Chi è Gesù. Il gioco sottile e rischioso tra opinioni e fede

Foto: S. Pietro, statua del colonnato del Bernini, basilica di s. Pietro, Vaticano

Un giorno Gesù si trovava in un luogo solitario a pregare. I discepoli erano con lui ed egli pose loro questa domanda: “Le folle, chi dicono che io sia?”. Essi risposero: “Giovanni il Battista; altri dicono Elìa; altri uno degli antichi profeti che è risorto (Vedi Vangelo di Luca 9, 18-24. Per leggere i testi liturgici di domenica 19 giugno, XII del Tempo Ordinario, clicca qui)

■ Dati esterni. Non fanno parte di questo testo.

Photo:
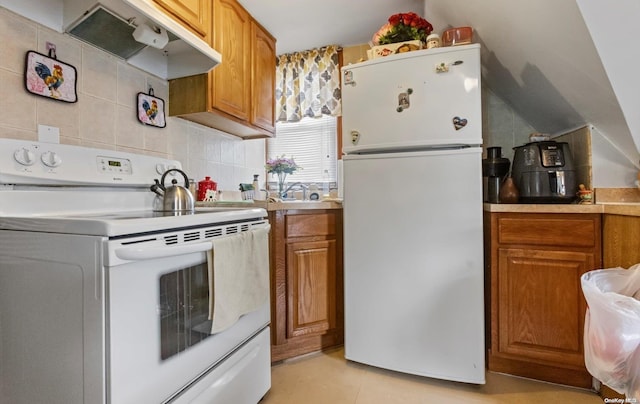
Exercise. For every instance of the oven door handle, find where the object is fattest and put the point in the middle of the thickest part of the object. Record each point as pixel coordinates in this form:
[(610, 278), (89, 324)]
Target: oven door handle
[(140, 254)]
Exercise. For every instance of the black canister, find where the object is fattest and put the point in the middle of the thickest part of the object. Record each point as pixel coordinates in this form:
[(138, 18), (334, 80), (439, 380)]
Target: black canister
[(495, 168)]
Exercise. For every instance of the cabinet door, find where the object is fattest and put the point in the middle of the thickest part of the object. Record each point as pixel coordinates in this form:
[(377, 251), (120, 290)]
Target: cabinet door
[(311, 287), (194, 14), (540, 305), (231, 80), (263, 78)]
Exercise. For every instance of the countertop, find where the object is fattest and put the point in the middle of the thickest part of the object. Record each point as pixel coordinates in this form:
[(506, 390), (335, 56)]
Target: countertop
[(614, 208), (271, 206)]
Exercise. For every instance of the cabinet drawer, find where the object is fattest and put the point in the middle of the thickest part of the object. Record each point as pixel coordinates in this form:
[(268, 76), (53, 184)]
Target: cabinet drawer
[(548, 230), (320, 224)]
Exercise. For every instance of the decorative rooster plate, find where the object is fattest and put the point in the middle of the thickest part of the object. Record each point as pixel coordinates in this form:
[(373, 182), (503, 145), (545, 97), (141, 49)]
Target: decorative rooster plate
[(48, 77), (151, 110)]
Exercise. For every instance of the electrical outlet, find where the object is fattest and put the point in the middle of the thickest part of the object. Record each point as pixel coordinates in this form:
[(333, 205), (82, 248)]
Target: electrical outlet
[(48, 134)]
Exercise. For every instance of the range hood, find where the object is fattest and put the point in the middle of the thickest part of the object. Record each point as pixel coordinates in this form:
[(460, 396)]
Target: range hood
[(163, 47)]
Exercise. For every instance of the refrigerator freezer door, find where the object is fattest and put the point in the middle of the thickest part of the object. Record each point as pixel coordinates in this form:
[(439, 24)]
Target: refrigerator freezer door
[(413, 263), (387, 103)]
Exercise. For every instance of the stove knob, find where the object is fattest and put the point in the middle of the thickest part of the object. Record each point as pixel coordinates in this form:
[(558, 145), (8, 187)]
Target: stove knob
[(24, 156), (51, 159)]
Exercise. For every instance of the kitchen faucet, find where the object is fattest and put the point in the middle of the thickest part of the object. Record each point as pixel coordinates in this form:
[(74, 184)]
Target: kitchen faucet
[(301, 185)]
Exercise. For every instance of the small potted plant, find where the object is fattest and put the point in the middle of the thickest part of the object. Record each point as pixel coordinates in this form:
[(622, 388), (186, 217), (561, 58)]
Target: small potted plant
[(281, 166)]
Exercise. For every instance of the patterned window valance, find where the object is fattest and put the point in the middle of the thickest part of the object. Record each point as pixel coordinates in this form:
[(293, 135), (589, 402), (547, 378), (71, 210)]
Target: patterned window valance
[(308, 84)]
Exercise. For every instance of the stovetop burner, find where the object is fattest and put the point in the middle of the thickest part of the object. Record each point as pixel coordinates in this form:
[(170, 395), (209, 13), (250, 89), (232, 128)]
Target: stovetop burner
[(146, 214)]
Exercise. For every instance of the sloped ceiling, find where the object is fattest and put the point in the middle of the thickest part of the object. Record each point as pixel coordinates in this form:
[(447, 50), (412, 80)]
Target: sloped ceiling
[(538, 56)]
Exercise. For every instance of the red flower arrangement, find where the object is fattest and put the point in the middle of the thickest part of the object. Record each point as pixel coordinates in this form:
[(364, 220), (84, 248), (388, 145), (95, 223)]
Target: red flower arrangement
[(403, 27)]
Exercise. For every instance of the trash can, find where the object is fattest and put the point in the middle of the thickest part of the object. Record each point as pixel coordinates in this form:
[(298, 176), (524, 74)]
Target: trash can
[(612, 328)]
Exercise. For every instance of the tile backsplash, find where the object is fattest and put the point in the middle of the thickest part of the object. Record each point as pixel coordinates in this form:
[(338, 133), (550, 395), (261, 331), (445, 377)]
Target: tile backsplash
[(105, 115)]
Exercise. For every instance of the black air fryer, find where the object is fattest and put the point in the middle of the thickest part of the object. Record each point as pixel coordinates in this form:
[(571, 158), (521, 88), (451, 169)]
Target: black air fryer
[(544, 173)]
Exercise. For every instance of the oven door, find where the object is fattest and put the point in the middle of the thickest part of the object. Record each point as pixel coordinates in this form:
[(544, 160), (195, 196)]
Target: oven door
[(158, 342)]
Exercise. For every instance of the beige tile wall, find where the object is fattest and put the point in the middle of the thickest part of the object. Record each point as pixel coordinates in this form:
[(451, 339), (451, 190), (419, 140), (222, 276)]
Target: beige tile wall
[(105, 114)]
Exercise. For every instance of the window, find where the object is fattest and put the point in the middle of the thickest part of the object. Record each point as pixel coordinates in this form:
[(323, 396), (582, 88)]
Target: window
[(312, 144)]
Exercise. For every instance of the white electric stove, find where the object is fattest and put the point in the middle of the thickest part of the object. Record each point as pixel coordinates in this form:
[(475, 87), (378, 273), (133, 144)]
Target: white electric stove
[(103, 299)]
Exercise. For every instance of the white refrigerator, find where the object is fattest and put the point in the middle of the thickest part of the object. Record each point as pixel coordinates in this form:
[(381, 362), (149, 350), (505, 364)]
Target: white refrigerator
[(413, 237)]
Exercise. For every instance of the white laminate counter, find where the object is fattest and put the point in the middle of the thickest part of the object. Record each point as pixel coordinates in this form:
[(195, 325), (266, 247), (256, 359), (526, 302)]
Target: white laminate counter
[(613, 208)]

LE OPINIONI DELLE FOLLE E LA FEDE DEI DISCEPOLI

Gesù, nel vangelo di Luca, prega spesso. Anche qui si trova in un luogo appartato e prega. È proprio mentre prega nel luogo desertico, pone ai suoi amici una domanda estemporanea: Le folle, chi dicono che io sia? E i discepoli riferiscono le opinioni correnti. Sono opinioni che si rifanno chiaramente alla fede popolare. Le risposte sono tutte inadeguate perché si limitano a collocare Gesù nel già-noto e non si aprono alla sconvolgente novità della sua persona, che va molto al di là del semplice ministero di uno dei profeti conosciuti.

La novità Gesù la sollecita dai suoi amici. Ma voi chi dite che io sia?, chiede. E Pietro risponde per tutti. “Cristo”, come sappiamo, significa “Unto”. L’unzione era un rito con cui si designavano dei personaggi scelti da Dio per delle particolarissime missioni: re, profeti… L’Unto per eccellenza era il personaggio definitivo che Dio avrebbe scelto, il Messia. Pietro, dunque, ha risposto esattamente. Così egli realizza la profezia che Gesù aveva enunciato poco prima: A voi è dato conoscere i misteri del regno di Dio, ma agli altri solo in parabole, perché vedendo non vedano e udendo non intendano (Lc 8, 10).

Pietro ha risposto bene. Ma il mistero di Gesù non è solo quello che ha detto Pietro. E’ anche il mistero della sofferenza. Il Messia non è la figura trionfante della fede popolare. Non solo, ma essere suoi discepoli, vuol dire essere come lui, andargli dietro, portare la croce dietro a lui. Anche il discepolo deve percorrere, come il Maestro, la sua via crucis.

IL RISCHIO DI RIDURRE ANCHE LA FEDE A UNA OPINIONE

Una prima suggestione viene proprio dalla “struttura” del brano. Per conoscere Gesù, noi possiamo, dobbiamo, forse, avere delle nostre opinioni, e usare delle opinioni degli altri, poi dobbiamo fare appello alla nostra fede; ma chi è Lui, è Lui stesso che ce lo dice. Ciò a conferma della assoluta novità che per noi rappresenta la “rivelazione” di Gesù. È per questo, proprio perché è una verità che viene dal cielo e che noi non potremmo mai scoprire da soli che, all’inizio, Gesù si trova in preghiera.

Il grave difetto dei credenti di oggi sta nel fatto che spesso ci limitiamo, anche noi, a dire le opinioni. Anche per noi Gesù è un grande uomo, lo ammiriamo… Ma non siamo capaci di abbandonarci totalmente a lui. Così nel mondo c’è un’opinione in più su Gesù, ma non c’è l’assicurazione che in lui si trovano le risposte decisive alle opinioni che vanno cercando la sua verità.

Dunque per essere amici di Gesù, bisogna uscire dal gruppo e dire di lui qualcosa di nuovo e di diverso. Per questo bisogna prendere le distanze dalle opinioni correnti. Bisogna non “pensare qualcosa di lui”, ma credergli, avere fede. Il cristiano deve essere capace di apparire strano, di apparire perfino un illuso, un pazzo. È capitato al Maestro, può capitare anche al discepolo.